Strengths of this study include its comprehensiveness with regard to different data characteristics, validation strategies and performance measures, and the use of both simulated and real data. Our investigation may be extended with regard to several aspects. For instance, we did not vary effect strengths between the covariates. The relationship between effect strengths and missingness in covariates may influence the extent of potential bias in e.g.

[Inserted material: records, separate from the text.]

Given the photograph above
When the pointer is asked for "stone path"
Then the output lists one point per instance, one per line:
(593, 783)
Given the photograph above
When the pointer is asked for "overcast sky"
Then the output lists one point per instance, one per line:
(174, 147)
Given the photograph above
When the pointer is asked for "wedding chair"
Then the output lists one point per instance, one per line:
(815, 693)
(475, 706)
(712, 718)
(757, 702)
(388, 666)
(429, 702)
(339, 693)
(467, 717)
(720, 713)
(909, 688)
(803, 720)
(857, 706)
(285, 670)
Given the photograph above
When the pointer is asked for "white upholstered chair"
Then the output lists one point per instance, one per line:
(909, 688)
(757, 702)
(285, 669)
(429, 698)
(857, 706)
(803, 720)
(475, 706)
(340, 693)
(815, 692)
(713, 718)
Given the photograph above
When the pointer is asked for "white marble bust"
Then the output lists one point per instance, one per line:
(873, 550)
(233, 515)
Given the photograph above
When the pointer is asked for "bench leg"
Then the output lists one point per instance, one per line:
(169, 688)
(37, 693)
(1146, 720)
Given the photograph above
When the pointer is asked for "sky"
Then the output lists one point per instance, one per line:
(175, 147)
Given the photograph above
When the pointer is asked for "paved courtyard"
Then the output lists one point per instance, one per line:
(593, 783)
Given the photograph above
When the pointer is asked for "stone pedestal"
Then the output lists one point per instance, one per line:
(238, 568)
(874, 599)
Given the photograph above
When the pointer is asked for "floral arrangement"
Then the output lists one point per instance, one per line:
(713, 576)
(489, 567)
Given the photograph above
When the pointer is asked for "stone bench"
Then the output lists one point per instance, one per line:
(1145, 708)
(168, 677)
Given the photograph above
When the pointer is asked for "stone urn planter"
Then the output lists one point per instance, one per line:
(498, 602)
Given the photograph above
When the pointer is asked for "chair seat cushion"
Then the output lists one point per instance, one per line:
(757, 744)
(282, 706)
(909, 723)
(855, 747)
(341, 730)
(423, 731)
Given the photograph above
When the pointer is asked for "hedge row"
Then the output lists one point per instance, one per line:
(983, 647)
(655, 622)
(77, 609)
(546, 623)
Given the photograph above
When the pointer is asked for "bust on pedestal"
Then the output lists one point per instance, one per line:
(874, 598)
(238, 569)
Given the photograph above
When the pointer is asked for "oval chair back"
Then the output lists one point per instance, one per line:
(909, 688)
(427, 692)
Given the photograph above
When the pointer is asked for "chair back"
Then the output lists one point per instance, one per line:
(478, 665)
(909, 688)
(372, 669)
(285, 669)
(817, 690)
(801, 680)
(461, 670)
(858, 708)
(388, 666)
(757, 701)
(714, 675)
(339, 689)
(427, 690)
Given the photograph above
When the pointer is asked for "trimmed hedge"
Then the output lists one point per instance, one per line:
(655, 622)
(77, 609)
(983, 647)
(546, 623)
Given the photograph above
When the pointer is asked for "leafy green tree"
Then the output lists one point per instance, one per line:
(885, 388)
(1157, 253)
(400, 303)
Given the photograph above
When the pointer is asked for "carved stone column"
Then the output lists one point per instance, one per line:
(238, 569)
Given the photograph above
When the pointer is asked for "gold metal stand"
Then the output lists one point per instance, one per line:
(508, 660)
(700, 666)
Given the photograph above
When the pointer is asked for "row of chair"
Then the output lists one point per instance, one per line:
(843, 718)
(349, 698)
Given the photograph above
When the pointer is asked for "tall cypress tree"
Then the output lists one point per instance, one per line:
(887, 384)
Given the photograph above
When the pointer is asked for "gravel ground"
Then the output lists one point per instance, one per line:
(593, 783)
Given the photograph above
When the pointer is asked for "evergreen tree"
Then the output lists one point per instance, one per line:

Val-MI. Furthermore, it will be interesting to extend the study on confidence intervals by adopting alternative approaches to incomplete data, with a focus on searching for a strategy that improves power. In addition, one might explore the role of the obtained findings in a higher-dimensional situation where variable selection and parameter tuning often requires an inner validation loop. Of note, while in our study results were very similar for BS and SS, in an extended situation involving model selection, or hypothesis tests following [
50], SS should be preferred due to known flaws of the BS methodology [
51].
Acknowledgements
We thank all MONICA/KORA study participants and all members of the field staff in Augsburg who planned and conducted the study. We thank Annette Peters, head of the KORA platform, for providing the data, and Andrea Schneider for excellent technical support. We thank the involved cooperation partners Wolfgang Koenig (University of Ulm Medical Center, Ulm, Germany) and Christian Herder (German Diabetes Center, Düsseldorf, Germany) for permission to use the MONICA/KORA subcohort data for the present analyses.